New G -formula for the sequential causal effect and blip effect of treatment in sequential causal inference

Citation
Xiaoqin Wang et Li Yin, New G -formula for the sequential causal effect and blip effect of treatment in sequential causal inference, Annals of statistics , 48(1), 2020, pp. 138-160
Journal title
ISSN journal
00905364
Volume
48
Issue
1
Year of publication
2020
Pages
138 - 160
Database
ACNP
SICI code
Abstract
In sequential causal inference, two types of causal effects are of practical interest, namely, the causal effect of the treatment regime (called the sequential causal effect) and the blip effect of treatment on the potential outcome after the last treatment.
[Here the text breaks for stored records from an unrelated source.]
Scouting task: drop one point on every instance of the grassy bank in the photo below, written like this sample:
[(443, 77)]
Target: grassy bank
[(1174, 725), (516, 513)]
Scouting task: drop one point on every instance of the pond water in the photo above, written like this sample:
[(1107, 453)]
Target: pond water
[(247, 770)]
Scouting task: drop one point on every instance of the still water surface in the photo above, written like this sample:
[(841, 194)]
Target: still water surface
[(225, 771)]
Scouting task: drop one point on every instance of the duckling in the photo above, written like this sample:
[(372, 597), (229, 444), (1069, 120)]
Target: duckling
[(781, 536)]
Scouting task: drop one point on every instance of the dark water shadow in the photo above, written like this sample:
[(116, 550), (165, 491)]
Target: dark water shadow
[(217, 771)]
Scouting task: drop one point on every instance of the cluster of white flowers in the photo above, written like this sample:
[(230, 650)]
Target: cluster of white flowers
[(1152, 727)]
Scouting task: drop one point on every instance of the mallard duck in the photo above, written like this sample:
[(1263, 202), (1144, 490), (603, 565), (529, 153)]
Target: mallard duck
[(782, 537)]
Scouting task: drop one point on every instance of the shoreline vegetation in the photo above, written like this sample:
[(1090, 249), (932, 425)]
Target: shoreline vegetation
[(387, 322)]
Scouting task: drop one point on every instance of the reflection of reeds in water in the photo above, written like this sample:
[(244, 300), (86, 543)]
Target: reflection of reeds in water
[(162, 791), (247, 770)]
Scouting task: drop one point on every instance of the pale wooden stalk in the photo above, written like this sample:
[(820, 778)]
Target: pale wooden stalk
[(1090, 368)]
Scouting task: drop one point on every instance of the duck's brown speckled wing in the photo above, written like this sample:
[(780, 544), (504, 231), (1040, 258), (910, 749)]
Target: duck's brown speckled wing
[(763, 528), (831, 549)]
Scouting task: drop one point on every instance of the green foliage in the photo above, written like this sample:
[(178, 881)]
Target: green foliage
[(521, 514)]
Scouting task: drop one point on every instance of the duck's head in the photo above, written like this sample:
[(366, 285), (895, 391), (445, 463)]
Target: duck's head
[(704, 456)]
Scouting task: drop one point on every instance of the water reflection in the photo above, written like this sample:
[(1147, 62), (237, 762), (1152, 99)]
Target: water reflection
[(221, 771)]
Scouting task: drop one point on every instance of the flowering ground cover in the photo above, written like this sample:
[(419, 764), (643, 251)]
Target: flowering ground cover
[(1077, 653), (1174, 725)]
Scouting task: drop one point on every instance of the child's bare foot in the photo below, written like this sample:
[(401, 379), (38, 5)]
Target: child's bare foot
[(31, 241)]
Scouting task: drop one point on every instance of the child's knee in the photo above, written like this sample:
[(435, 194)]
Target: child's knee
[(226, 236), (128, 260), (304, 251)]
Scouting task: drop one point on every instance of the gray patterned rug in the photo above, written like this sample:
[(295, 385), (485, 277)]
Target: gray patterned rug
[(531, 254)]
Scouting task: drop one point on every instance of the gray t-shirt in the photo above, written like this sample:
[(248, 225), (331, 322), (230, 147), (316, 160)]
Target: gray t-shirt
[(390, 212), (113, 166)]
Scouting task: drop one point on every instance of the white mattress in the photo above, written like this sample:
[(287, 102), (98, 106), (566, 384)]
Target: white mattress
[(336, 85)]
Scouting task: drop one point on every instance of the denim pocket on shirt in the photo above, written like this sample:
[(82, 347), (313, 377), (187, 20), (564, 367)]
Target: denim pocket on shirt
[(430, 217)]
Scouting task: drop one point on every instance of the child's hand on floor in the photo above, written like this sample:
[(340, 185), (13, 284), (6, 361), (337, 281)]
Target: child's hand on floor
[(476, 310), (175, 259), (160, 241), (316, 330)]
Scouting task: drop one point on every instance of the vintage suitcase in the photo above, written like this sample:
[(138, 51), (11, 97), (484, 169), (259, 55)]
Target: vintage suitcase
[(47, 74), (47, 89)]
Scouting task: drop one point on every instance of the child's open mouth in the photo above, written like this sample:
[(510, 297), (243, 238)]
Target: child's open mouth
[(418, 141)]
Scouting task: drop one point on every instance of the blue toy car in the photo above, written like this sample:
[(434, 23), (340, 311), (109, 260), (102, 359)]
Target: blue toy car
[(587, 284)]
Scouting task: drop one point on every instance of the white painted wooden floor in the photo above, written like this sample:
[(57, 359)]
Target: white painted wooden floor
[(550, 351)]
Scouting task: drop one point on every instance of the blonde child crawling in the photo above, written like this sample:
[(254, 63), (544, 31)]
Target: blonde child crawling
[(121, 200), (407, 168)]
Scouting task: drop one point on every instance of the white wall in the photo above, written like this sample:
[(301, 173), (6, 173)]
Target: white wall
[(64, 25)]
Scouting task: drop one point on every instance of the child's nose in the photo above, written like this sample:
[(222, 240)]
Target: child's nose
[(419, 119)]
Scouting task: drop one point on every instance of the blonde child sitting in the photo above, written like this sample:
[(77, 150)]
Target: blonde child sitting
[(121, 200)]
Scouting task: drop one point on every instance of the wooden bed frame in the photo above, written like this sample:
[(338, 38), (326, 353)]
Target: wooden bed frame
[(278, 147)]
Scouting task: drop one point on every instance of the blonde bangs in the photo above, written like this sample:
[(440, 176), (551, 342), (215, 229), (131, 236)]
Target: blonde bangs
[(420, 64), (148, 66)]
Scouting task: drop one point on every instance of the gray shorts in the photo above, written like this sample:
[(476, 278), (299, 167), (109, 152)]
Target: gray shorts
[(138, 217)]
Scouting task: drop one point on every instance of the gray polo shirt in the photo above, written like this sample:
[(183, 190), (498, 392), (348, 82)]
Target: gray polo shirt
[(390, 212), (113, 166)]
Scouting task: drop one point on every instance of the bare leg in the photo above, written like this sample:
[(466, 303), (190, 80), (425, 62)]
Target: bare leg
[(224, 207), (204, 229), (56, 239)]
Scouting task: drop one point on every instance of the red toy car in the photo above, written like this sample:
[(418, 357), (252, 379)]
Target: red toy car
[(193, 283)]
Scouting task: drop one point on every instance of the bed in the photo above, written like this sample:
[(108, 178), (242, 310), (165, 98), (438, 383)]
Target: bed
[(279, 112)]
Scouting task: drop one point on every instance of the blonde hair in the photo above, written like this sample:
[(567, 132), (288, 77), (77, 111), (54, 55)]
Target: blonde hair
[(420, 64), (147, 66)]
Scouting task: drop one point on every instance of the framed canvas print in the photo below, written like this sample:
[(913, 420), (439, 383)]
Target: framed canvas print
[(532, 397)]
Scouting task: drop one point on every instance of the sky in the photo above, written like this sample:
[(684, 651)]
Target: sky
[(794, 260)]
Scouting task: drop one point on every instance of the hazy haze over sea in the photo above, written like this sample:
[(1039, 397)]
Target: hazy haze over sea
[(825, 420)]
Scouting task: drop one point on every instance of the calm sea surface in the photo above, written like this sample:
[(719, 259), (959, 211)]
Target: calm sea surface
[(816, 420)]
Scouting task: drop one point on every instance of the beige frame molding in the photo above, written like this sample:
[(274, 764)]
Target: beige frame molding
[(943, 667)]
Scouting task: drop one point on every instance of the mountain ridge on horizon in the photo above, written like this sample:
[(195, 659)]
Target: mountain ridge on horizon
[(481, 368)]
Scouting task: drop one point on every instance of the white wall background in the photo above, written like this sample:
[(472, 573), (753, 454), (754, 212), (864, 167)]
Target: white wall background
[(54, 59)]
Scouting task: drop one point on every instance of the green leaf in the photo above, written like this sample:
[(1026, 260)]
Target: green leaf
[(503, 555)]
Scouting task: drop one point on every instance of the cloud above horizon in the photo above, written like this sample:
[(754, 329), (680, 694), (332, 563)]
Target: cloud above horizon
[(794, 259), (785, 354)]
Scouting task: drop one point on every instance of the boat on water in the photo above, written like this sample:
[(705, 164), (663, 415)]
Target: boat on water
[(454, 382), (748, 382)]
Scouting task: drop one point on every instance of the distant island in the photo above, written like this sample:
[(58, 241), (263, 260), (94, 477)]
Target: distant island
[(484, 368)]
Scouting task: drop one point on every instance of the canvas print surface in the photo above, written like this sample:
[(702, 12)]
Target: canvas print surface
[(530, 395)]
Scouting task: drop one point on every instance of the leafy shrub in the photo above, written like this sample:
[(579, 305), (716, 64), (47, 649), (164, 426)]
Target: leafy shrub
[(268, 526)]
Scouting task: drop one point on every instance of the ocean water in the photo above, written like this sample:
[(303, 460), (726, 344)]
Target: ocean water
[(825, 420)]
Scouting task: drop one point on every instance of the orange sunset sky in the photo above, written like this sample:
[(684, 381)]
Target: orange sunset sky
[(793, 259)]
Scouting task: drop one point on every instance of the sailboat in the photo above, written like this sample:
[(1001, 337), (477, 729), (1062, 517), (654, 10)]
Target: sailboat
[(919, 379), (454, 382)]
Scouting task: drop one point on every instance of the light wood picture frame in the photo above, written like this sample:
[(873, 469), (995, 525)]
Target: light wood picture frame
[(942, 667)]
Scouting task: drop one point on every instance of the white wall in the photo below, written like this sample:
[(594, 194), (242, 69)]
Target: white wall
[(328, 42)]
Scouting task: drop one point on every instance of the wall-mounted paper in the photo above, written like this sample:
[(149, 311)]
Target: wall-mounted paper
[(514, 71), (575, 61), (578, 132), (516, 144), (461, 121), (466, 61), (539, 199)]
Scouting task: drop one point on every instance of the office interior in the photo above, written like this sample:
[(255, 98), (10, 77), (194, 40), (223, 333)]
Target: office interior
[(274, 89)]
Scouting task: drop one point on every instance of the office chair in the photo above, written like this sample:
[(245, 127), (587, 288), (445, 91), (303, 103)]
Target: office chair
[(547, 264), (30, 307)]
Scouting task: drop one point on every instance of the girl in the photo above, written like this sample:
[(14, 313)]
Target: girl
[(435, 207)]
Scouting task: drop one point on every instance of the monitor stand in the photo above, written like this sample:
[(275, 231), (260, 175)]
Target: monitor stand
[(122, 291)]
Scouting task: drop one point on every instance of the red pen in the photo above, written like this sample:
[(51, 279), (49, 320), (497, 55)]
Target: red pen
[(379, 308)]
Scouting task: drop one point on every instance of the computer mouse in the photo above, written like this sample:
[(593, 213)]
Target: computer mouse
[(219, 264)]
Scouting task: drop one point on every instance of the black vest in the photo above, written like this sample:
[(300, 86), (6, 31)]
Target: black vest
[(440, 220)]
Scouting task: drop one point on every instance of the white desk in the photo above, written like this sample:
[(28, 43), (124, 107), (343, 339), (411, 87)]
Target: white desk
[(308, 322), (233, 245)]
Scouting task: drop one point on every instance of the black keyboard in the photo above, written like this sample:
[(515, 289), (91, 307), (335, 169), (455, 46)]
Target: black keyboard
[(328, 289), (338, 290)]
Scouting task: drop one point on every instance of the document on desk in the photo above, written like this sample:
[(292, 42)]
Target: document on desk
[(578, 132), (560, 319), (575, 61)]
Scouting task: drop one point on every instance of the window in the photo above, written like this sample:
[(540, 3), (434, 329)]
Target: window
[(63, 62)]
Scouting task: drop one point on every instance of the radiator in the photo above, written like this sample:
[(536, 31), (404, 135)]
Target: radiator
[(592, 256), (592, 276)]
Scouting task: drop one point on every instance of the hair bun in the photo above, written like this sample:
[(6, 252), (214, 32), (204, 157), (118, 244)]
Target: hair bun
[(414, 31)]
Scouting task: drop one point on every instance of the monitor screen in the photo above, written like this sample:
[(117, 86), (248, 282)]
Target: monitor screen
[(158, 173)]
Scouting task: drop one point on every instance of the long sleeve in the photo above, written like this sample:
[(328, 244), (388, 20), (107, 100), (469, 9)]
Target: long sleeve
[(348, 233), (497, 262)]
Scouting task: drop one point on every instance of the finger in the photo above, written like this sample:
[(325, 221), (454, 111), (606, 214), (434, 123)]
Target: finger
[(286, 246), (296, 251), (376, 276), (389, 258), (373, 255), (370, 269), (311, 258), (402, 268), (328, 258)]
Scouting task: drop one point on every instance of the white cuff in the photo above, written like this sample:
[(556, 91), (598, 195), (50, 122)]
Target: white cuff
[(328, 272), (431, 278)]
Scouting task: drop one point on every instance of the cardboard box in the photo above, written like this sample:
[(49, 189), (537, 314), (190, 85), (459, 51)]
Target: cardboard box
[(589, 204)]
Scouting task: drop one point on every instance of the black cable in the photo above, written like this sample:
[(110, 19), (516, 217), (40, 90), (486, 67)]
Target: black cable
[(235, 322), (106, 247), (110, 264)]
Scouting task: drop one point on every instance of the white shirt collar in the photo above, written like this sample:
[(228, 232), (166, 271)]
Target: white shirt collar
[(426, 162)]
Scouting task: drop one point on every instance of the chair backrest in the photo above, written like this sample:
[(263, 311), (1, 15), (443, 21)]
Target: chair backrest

The well-known G-formula expresses these causal effects in terms of the standard parameters. In this article, we obtain a new G-formula that expresses these causal effects in terms of the point observable effects of treatments similar to treatment in the framework of single-point causal inference. Based on the new G-formula, we estimate these causal effects by maximum likelihood via point observable effects with methods extended from single-point causal inference. We are able to increase precision of the estimation without introducing biases by an unsaturated model imposing constraints on the point observable effects. We are also able to reduce the number of point observable effects in the estimation by treatment assignment conditions.